|
Menu Close Menu

Menyongsong NU dan Indonesia Emas

Rabu, 20 Januari 2021 | 20.00 WIB

 


Oleh  : Moch Eksan


NU emas terkait dengan Indonesia emas. NU lebih dulu memasuki masa 100 tahun, dan setelah itu baru Indonesia. Usia 100 tahun dalam timeline, adalah the golden age (masa keemasan). Sebuah masa pencapaian sejarah tertinggi dalam memperolah "kemakmuran". Penggunaan emas sebagai term bermakna metaforis dari periodeisasi sejarah manusia sejak zaman batu, besi, perunggu, perak sampai zaman emas.


Istilah the golden age ini digunakan semenjak zaman Yunani dan Romawi.
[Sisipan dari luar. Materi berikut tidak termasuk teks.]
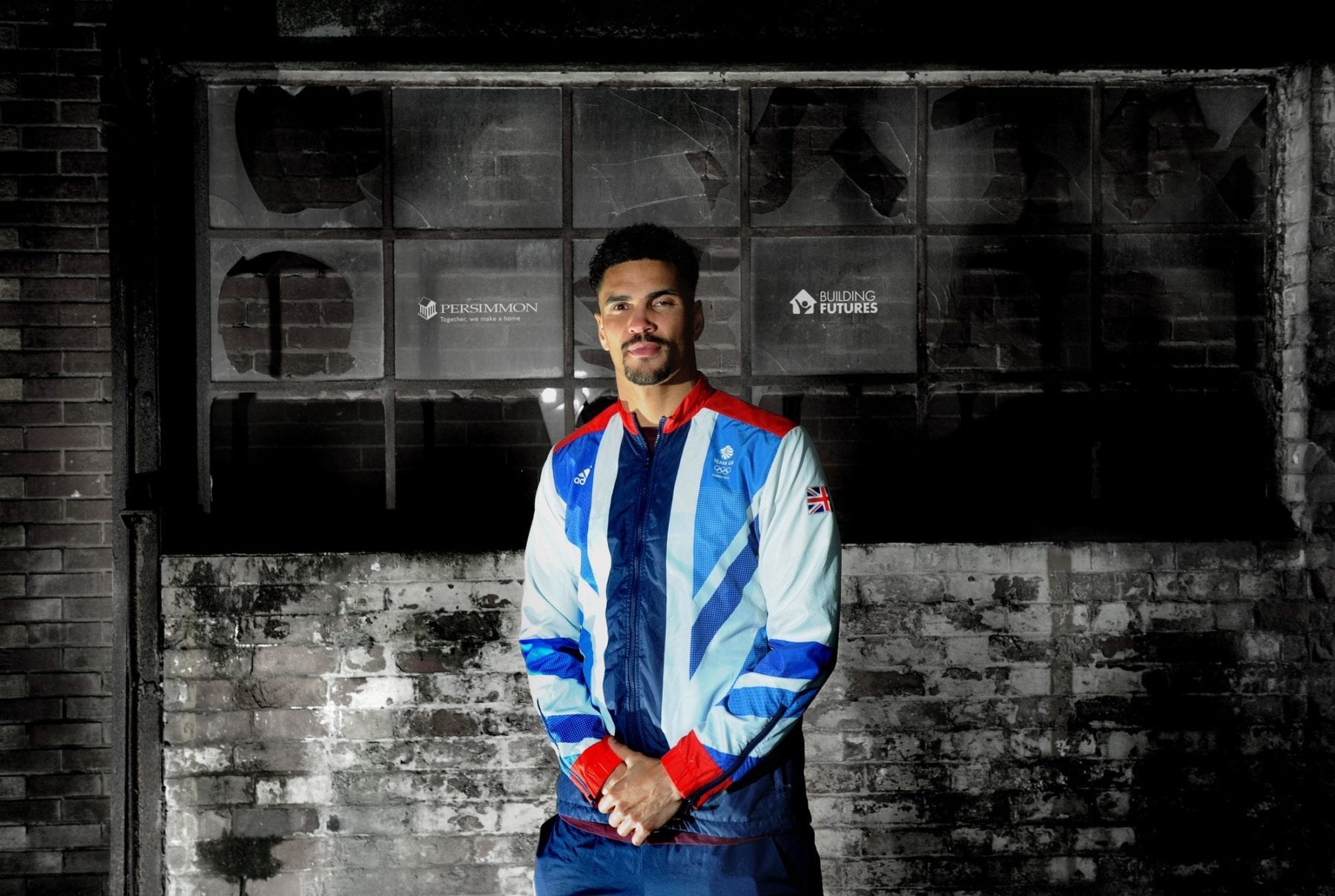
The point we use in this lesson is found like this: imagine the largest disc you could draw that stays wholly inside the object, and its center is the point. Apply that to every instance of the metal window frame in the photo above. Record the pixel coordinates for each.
(389, 390)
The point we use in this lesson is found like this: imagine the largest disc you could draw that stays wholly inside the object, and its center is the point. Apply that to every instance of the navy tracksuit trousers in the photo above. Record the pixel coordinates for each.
(577, 863)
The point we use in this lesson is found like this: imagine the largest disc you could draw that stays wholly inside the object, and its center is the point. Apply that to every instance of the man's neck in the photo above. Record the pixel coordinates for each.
(652, 403)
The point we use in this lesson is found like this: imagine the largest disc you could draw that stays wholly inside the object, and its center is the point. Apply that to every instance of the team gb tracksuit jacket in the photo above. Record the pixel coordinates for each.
(684, 602)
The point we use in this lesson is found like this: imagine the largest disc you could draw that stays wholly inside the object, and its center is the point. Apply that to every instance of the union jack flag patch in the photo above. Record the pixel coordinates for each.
(817, 500)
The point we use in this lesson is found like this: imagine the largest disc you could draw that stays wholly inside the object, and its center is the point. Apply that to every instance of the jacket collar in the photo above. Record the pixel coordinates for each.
(690, 405)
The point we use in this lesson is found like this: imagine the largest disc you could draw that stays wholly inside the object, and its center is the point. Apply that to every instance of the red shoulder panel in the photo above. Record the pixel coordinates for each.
(748, 413)
(597, 424)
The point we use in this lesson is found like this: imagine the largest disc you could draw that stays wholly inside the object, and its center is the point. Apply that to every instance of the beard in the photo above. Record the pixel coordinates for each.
(647, 375)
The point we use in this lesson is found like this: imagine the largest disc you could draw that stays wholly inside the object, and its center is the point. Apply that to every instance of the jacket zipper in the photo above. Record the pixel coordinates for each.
(633, 652)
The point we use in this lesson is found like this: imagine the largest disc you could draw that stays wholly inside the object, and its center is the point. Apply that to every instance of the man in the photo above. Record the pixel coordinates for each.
(680, 612)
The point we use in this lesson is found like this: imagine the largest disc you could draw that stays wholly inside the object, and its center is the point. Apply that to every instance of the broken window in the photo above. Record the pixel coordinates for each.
(1184, 154)
(297, 310)
(309, 458)
(832, 155)
(1183, 300)
(1016, 155)
(295, 157)
(662, 155)
(477, 158)
(1043, 302)
(1008, 303)
(474, 449)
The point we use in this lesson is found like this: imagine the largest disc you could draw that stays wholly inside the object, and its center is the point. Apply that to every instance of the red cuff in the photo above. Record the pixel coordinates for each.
(593, 767)
(690, 768)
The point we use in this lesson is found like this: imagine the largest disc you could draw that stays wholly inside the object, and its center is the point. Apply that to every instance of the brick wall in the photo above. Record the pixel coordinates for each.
(1115, 719)
(1310, 298)
(55, 458)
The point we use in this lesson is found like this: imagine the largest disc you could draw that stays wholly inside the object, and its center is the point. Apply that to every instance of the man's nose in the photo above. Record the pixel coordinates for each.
(641, 320)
Peradaban Islam, Eropa dan Amerika pun juga secara altruistik menggunakan term the golden age untuk masa perkembangan dan kemajuan tertinggi di bidang seni, sastra, sains, tehnologi, infrastruktur, ekonomi, hukum dan keadilan.
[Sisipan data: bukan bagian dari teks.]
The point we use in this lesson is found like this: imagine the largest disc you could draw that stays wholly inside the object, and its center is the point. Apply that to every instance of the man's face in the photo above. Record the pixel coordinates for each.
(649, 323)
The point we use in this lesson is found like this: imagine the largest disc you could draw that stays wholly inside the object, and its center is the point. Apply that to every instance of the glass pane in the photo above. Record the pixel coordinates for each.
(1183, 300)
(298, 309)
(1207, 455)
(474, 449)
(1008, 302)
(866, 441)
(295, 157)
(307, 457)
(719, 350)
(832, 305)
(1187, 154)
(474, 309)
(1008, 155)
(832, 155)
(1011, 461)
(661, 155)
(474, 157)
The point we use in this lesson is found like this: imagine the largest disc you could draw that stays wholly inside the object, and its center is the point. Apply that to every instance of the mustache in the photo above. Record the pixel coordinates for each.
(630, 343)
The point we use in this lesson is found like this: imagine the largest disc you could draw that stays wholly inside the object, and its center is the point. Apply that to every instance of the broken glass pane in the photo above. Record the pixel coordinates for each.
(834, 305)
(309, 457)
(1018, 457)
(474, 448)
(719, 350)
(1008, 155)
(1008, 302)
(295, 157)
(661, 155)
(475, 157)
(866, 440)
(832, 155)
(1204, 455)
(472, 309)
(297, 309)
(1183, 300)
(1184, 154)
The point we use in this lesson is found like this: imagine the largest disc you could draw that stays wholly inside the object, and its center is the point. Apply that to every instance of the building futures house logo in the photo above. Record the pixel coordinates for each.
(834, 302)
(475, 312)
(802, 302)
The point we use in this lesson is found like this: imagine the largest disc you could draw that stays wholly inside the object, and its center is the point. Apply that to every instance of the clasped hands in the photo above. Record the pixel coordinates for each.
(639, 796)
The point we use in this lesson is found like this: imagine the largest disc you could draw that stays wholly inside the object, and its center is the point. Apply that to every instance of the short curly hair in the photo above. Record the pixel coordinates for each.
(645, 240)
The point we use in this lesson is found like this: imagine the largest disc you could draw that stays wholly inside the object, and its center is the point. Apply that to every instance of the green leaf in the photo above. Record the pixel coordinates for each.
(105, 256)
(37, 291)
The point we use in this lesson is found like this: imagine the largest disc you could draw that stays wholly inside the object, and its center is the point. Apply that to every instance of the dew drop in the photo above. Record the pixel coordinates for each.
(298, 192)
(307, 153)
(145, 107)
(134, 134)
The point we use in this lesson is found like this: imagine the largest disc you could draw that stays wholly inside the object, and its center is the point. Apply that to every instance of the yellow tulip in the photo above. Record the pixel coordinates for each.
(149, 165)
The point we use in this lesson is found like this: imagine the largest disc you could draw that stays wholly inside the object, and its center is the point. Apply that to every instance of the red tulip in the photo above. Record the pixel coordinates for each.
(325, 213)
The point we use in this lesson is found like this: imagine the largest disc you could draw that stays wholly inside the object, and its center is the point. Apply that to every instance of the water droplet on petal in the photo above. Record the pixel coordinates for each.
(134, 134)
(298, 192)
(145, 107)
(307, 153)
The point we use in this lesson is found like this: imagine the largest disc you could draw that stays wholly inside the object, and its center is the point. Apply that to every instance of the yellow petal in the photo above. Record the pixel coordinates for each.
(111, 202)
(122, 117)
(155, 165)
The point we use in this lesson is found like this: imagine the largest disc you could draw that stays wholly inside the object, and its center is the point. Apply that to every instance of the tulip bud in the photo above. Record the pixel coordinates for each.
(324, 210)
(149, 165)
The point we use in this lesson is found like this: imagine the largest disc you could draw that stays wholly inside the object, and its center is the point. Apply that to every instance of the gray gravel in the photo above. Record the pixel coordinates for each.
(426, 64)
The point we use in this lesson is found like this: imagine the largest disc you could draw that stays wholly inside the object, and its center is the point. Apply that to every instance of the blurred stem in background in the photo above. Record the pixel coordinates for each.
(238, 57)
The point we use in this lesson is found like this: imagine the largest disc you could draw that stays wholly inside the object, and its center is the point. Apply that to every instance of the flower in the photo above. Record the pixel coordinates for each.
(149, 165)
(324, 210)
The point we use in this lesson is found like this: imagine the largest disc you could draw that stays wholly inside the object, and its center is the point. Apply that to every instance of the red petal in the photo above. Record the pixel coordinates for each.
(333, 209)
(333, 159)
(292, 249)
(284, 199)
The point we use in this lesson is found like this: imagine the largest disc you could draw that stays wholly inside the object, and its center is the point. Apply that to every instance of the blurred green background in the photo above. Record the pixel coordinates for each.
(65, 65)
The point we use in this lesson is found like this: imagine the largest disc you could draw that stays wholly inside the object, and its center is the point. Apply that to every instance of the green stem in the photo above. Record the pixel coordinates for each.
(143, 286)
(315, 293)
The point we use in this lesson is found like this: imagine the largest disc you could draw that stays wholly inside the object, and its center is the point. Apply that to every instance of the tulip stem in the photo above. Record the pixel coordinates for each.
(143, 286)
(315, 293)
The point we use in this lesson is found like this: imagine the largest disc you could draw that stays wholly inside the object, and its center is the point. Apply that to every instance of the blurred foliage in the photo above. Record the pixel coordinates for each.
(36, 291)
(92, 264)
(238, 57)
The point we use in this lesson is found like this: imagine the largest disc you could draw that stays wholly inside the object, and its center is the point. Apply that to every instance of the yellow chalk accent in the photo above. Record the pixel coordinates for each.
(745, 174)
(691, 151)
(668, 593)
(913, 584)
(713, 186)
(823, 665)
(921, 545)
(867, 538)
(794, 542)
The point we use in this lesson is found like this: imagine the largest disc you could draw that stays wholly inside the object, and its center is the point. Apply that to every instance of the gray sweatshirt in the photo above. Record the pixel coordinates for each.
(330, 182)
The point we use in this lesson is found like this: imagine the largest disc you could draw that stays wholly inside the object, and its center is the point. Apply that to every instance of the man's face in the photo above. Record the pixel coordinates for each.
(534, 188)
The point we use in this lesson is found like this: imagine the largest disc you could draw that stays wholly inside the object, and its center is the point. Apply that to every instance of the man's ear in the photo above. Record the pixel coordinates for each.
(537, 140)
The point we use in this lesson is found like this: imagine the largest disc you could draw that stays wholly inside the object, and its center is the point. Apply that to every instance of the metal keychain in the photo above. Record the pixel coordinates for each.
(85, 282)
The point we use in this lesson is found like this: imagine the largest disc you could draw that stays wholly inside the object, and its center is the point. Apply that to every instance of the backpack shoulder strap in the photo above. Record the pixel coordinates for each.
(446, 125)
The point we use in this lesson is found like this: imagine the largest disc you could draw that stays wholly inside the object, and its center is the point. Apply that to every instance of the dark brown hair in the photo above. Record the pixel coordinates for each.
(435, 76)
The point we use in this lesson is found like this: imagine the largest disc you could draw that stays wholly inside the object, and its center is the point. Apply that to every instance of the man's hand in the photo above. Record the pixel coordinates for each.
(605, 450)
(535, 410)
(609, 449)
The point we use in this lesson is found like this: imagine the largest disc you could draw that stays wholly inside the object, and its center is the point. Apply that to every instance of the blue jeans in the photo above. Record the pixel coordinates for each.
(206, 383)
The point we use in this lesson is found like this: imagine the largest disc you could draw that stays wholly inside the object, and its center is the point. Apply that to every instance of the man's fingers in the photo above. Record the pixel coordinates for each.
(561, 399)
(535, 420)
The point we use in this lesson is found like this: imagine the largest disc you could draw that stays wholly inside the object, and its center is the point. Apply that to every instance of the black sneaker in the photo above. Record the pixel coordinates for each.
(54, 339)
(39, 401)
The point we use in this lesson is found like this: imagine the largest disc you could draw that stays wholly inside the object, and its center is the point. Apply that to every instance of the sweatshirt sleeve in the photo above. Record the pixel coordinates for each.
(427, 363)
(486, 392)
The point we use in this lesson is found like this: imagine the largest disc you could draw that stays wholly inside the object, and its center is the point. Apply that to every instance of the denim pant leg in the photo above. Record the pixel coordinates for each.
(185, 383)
Ringkasnya, the golden age merupakan episode sejarah yang dirasakan paling berkembang dan paling maju dalam suatu masyarakat. Masa tersebut tak semata terkait dengan usia akan tetapi lebih ditentukan oleh kinerja prima dari suatu organisasi. Include di dalamnya, NU sebagai salah satu pilar utama Indonesia.
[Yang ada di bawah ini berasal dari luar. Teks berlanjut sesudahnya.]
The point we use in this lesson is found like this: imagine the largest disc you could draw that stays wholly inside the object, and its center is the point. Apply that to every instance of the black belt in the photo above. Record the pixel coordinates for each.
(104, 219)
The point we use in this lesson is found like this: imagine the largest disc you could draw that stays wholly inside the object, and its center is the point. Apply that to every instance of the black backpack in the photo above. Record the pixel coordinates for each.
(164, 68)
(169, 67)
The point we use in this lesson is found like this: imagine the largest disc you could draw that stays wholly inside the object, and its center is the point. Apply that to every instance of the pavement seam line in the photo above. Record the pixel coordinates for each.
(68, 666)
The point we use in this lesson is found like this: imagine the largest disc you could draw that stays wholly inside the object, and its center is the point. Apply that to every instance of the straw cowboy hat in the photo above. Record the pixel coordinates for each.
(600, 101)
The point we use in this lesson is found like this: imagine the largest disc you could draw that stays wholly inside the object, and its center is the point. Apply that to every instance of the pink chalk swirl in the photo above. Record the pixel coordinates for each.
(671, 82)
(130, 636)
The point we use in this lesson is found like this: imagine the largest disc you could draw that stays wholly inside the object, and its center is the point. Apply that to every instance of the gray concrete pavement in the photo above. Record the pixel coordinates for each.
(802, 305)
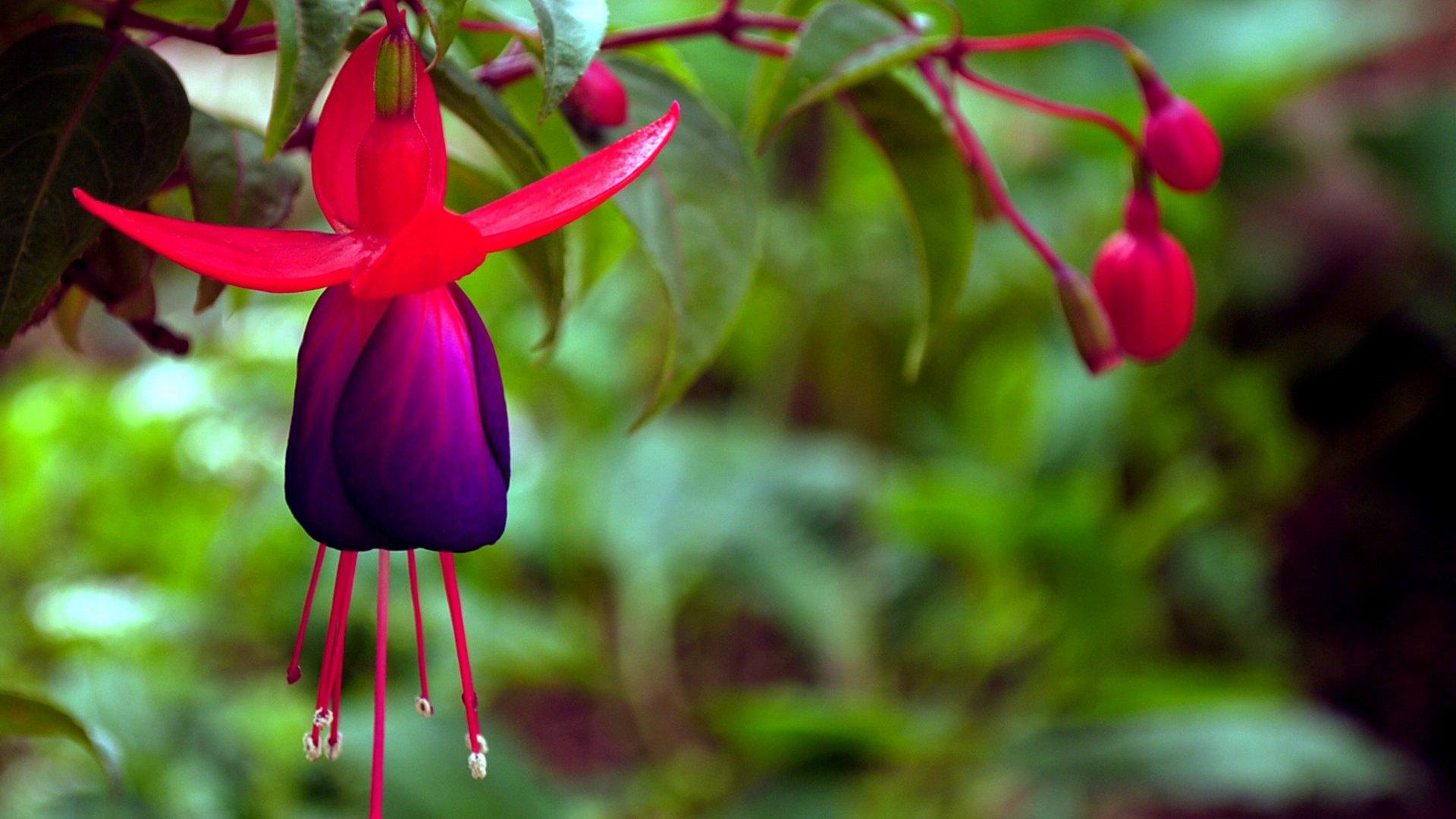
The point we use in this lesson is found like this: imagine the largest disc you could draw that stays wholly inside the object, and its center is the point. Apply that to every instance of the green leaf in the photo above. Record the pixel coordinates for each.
(571, 36)
(310, 39)
(232, 184)
(31, 717)
(77, 110)
(696, 212)
(522, 158)
(544, 260)
(843, 44)
(487, 115)
(1273, 757)
(937, 194)
(444, 22)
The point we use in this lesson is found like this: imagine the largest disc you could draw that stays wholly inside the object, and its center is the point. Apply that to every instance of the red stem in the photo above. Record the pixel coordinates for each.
(981, 164)
(472, 703)
(234, 19)
(1052, 107)
(294, 672)
(376, 792)
(419, 632)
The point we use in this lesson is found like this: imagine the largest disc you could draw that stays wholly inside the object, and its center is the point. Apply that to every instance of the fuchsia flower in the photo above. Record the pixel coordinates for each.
(599, 98)
(1183, 146)
(1145, 280)
(400, 430)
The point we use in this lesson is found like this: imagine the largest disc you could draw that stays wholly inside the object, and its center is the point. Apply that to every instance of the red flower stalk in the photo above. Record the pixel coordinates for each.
(1181, 145)
(1145, 280)
(400, 431)
(599, 98)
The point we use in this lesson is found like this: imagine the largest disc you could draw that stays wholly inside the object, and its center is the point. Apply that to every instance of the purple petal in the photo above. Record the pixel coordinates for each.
(410, 441)
(488, 382)
(337, 334)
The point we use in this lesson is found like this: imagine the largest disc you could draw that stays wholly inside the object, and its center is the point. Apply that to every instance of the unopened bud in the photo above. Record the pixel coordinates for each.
(599, 99)
(1145, 281)
(1183, 146)
(476, 760)
(1091, 328)
(395, 76)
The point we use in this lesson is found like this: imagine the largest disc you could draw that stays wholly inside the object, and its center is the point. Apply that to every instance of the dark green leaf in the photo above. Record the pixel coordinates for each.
(544, 260)
(310, 39)
(77, 110)
(843, 44)
(69, 314)
(33, 717)
(232, 184)
(117, 270)
(937, 194)
(444, 22)
(571, 36)
(696, 212)
(520, 156)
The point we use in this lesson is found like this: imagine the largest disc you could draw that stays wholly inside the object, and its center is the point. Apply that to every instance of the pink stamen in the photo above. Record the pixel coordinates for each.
(376, 795)
(472, 703)
(334, 646)
(303, 623)
(422, 703)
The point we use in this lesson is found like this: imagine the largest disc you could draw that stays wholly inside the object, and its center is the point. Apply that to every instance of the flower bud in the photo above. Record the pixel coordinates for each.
(1181, 145)
(1145, 280)
(395, 76)
(599, 98)
(1091, 330)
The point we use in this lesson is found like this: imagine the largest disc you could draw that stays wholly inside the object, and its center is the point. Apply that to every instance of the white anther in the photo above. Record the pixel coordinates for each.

NU emas bisa menjadi titik balik sekaligus titik tolak bagi perjalanan NU 100 tahun mendatang. Apa yang sudah dicapai dan apa yang belum, dievalusi dan diproyeksikan sekaligus bersamaan. NU pada 31 Januari 1926 dengan NU 31 Januari 2026, tentu terasa sangat berbeda. Baik situasi, kondisi, umat, kiai, maupun sarana dan prasarananya juga jauh berbeda.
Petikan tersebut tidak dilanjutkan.